Taki mechanizm pozwala również stworzyć ciekawą dźwignię finansową. Jedną pożyczkę można wykorzystać do wzięcia kolejnej, a tę do następnej, itd., aż do momentu, kiedy wystarczy środków na pokrycie kolejnej pożyczki (każda kolejna będzie mniejsza, ponieważ pożyczone środki wystarczą na mniejsze zabezpieczenie). W momencie, kiedy wartość kryptowalut wzrośnie, nasz zysk stanie się jeszcze większy. Osobiście nie polecam tego robić, bo można się nieźle na tym “przejechać”, szczególnie w momencie dużych wahań na rynku kryptowalut. Niemniej jednak jest to przykład, który dobrze obrazuje, czemu ktoś miałby zastawiać swoje środki w celu pozyskania kolejnych.

Wszystko pięknie, jeżeli wartość kryptowalut rośnie. Jeżeli natomiast zacznie spadać, mogłoby się okazać, że Piotrek nie chciałby “odkupić” swoich etherów. Skoro mógłby je kupić taniej na rynku, to logiczne jest, że wolałby, żeby te z pożyczki przepadły. Jest w tym 100% prawdy, ale na szczęście i tutaj istnieje mechanizm, który zabezpiecza pożyczkodawców. 

Jak wspomniałem wcześniej, wartość zastawionych kryptowalut musi większa niż pobrane środki. Nie dzieje się tak bez powodu. Każde aktywo ma ustawiony minimalny próg zabezpieczenia. Wartość tego limitu może się zmieniać, ale wszystko odbywa się za pośrednictwem DAO (Decentralized Autonomous Organization), o którego mechanizmach opowiem w przyszłości. Gdy wartość zastawionych kryptowalut spadnie poniżej ustalonego progu, pozycja taka może zostać zlikwidowana. Ze względu na to, że na blockchainie nic nie dzieje się samo, potrzebni są tzw. likwidatorzy (ang. liquidators), którzy odkupią zastawione środki. Oczywiście nikt nie robi tutaj nic pro bono. Likwidatorzy za wykonanie takiej operacji zyskują bonus w postaci kryptowalut. 

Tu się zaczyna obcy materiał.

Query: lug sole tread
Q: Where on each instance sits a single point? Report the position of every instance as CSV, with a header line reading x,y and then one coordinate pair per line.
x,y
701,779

Wróćmy do naszego przykładu, aby lepiej zrozumieć ten mechanizm. Załóżmy, że próg likwidacji dla tokenów DAI jest ustawiony na 10%. Oznacza to, że jeżeli zastaw Piotrka spadnie do wartości 13500 $ (z początkowych 15 tys. $), jego pozycja będzie mogła być zlikwidowana. Faktycznie cena ETH zaczęła spadać i w pewnym momencie zastawione środki osiągnęły wyznaczony próg. Jeden z likwidatorów wychwycił tę sytuację i dokonał likwidacji pożyczki, odkupująć ethery Piotrka. Ta sama osoba do protokołu zwróciła 10 tys. DAi, które posłuży na pokrycie tokenów Pawła, a różnicę pomiędzy odkupionymi kryptowalutami, a tymi dostarczonymi do protokołu likwidator bierze dla siebie. Istotne jest, że takich likwidatorów jest cała masa, a każdy z nich rywalizuje o możliwość zlikwidowania pozycji i jak to często w świecie bywa, kto pierwszy ten lepszy.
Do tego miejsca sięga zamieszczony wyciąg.